After the monitor powers off and then turns back on, all applications disappear from SomeWM.
No clients are visible on any tag on any screen.

Important details:

  • Applications are still running (processes are alive).

  • SomeWM appears completely empty, as if all clients were moved to a non-existent output.

  • There is no way to recover:

    • switching tags does nothing
    • switching screens does nothing
    • wlr-randr does not show any additional output to switch to
  • The only workaround is restarting the window manager.

This seems to be triggered specifically by monitor power-off / DPMS, not by system sleep.

System behavior:

  • Deep Sleep: disabled
  • Sleep / Hibernate: disabled
  • Only monitor power-off after ~20 minutes
  • System continues running normally while the monitor is off

Reproduction is simple and reliable:

  1. Let the monitor turn off due to inactivity
  2. Turn the monitor back on
  3. All clients are gone from SomeWM, but still running in the "background" (not visible screen)

I am aware this may be related to wlroots output handling, but I cannot rule out SomeWM itself at this point.

Hardware:

  • GPU: NVIDIA RTX 4070 Super

This effectively forces a full WM restart and makes unattended monitor power-off unusable.

Note on wlroots (in common, not just this issue)

I am aware that wlroots is a double-edged sword.

I have been following the discussions around it for quite some time.

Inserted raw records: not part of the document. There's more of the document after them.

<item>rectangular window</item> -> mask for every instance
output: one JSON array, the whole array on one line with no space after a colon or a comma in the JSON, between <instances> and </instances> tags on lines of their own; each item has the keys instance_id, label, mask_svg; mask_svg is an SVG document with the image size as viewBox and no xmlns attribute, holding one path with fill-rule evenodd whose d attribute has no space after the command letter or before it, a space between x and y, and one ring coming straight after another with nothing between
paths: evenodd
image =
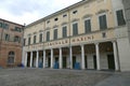
<instances>
[{"instance_id":1,"label":"rectangular window","mask_svg":"<svg viewBox=\"0 0 130 86\"><path fill-rule=\"evenodd\" d=\"M23 44L24 44L24 46L26 45L26 39L24 39L24 43Z\"/></svg>"},{"instance_id":2,"label":"rectangular window","mask_svg":"<svg viewBox=\"0 0 130 86\"><path fill-rule=\"evenodd\" d=\"M90 19L84 20L84 32L86 33L91 32L91 20Z\"/></svg>"},{"instance_id":3,"label":"rectangular window","mask_svg":"<svg viewBox=\"0 0 130 86\"><path fill-rule=\"evenodd\" d=\"M34 44L36 43L36 35L34 35Z\"/></svg>"},{"instance_id":4,"label":"rectangular window","mask_svg":"<svg viewBox=\"0 0 130 86\"><path fill-rule=\"evenodd\" d=\"M67 27L66 26L64 26L63 27L63 38L66 38L67 37Z\"/></svg>"},{"instance_id":5,"label":"rectangular window","mask_svg":"<svg viewBox=\"0 0 130 86\"><path fill-rule=\"evenodd\" d=\"M116 12L116 15L117 15L118 26L126 25L122 10L117 11L117 12Z\"/></svg>"},{"instance_id":6,"label":"rectangular window","mask_svg":"<svg viewBox=\"0 0 130 86\"><path fill-rule=\"evenodd\" d=\"M47 32L47 41L50 41L50 31Z\"/></svg>"},{"instance_id":7,"label":"rectangular window","mask_svg":"<svg viewBox=\"0 0 130 86\"><path fill-rule=\"evenodd\" d=\"M57 29L54 29L54 40L57 39Z\"/></svg>"},{"instance_id":8,"label":"rectangular window","mask_svg":"<svg viewBox=\"0 0 130 86\"><path fill-rule=\"evenodd\" d=\"M15 31L22 32L22 29L20 27L15 27Z\"/></svg>"},{"instance_id":9,"label":"rectangular window","mask_svg":"<svg viewBox=\"0 0 130 86\"><path fill-rule=\"evenodd\" d=\"M20 37L14 37L14 42L21 42L21 38Z\"/></svg>"},{"instance_id":10,"label":"rectangular window","mask_svg":"<svg viewBox=\"0 0 130 86\"><path fill-rule=\"evenodd\" d=\"M0 28L2 28L2 23L0 23Z\"/></svg>"},{"instance_id":11,"label":"rectangular window","mask_svg":"<svg viewBox=\"0 0 130 86\"><path fill-rule=\"evenodd\" d=\"M9 40L10 40L10 35L5 34L5 41L9 41Z\"/></svg>"},{"instance_id":12,"label":"rectangular window","mask_svg":"<svg viewBox=\"0 0 130 86\"><path fill-rule=\"evenodd\" d=\"M30 37L28 38L28 45L30 45Z\"/></svg>"},{"instance_id":13,"label":"rectangular window","mask_svg":"<svg viewBox=\"0 0 130 86\"><path fill-rule=\"evenodd\" d=\"M101 30L107 29L106 15L99 16L99 22L100 22L100 29Z\"/></svg>"},{"instance_id":14,"label":"rectangular window","mask_svg":"<svg viewBox=\"0 0 130 86\"><path fill-rule=\"evenodd\" d=\"M76 10L76 11L73 12L73 14L76 14L77 12L78 12L78 11Z\"/></svg>"},{"instance_id":15,"label":"rectangular window","mask_svg":"<svg viewBox=\"0 0 130 86\"><path fill-rule=\"evenodd\" d=\"M42 33L39 34L39 42L42 42Z\"/></svg>"},{"instance_id":16,"label":"rectangular window","mask_svg":"<svg viewBox=\"0 0 130 86\"><path fill-rule=\"evenodd\" d=\"M9 29L9 25L8 24L3 24L3 29Z\"/></svg>"},{"instance_id":17,"label":"rectangular window","mask_svg":"<svg viewBox=\"0 0 130 86\"><path fill-rule=\"evenodd\" d=\"M77 35L78 34L78 24L75 23L73 24L73 35Z\"/></svg>"},{"instance_id":18,"label":"rectangular window","mask_svg":"<svg viewBox=\"0 0 130 86\"><path fill-rule=\"evenodd\" d=\"M63 15L63 17L66 17L66 16L67 16L67 14L64 14L64 15Z\"/></svg>"}]
</instances>

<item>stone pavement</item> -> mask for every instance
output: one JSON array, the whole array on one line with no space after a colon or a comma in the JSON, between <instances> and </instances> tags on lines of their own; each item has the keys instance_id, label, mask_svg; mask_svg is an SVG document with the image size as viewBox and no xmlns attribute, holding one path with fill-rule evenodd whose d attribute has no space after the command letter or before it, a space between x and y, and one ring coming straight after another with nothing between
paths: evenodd
<instances>
[{"instance_id":1,"label":"stone pavement","mask_svg":"<svg viewBox=\"0 0 130 86\"><path fill-rule=\"evenodd\" d=\"M130 73L92 70L0 69L0 86L112 86L110 83L105 84L107 81L110 82L109 78L118 78L123 82L122 84L129 84L129 76Z\"/></svg>"},{"instance_id":2,"label":"stone pavement","mask_svg":"<svg viewBox=\"0 0 130 86\"><path fill-rule=\"evenodd\" d=\"M130 86L130 72L115 73L95 86Z\"/></svg>"}]
</instances>

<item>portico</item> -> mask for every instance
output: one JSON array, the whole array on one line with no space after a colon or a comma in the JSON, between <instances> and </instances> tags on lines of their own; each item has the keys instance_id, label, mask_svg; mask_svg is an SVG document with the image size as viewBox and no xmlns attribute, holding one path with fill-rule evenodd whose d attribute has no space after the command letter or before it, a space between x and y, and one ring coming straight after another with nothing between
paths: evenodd
<instances>
[{"instance_id":1,"label":"portico","mask_svg":"<svg viewBox=\"0 0 130 86\"><path fill-rule=\"evenodd\" d=\"M57 63L58 69L75 69L76 62L79 62L82 70L119 71L116 41L27 52L26 54L25 64L28 67L28 63L30 63L30 68L38 68L42 63L43 68L53 69L54 64Z\"/></svg>"}]
</instances>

About a year ago, I read a long and public debate involving the Hyprland author, which eventually led to wlroots being fully removed from that project. I fully understand the frustration behind that decision: knowing exactly what is broken, needing a specific architectural change, and being unable to get critical patches upstream can feel completely blocking and unfair.

At the same time, diverging from a widely used base comes with its own long-term costs. Like it or not, wlroots has become a de facto standard in the Wayland ecosystem. Extending it incrementally, even if it requires months of discussion and negotiation, is often the only sustainable path in open source.

For years, I personally avoided wlroots-based compositors precisely because I was aware of these darker corners. However, today it is effectively the common ground, and some level of compromise and upstream discussion is unavoidable.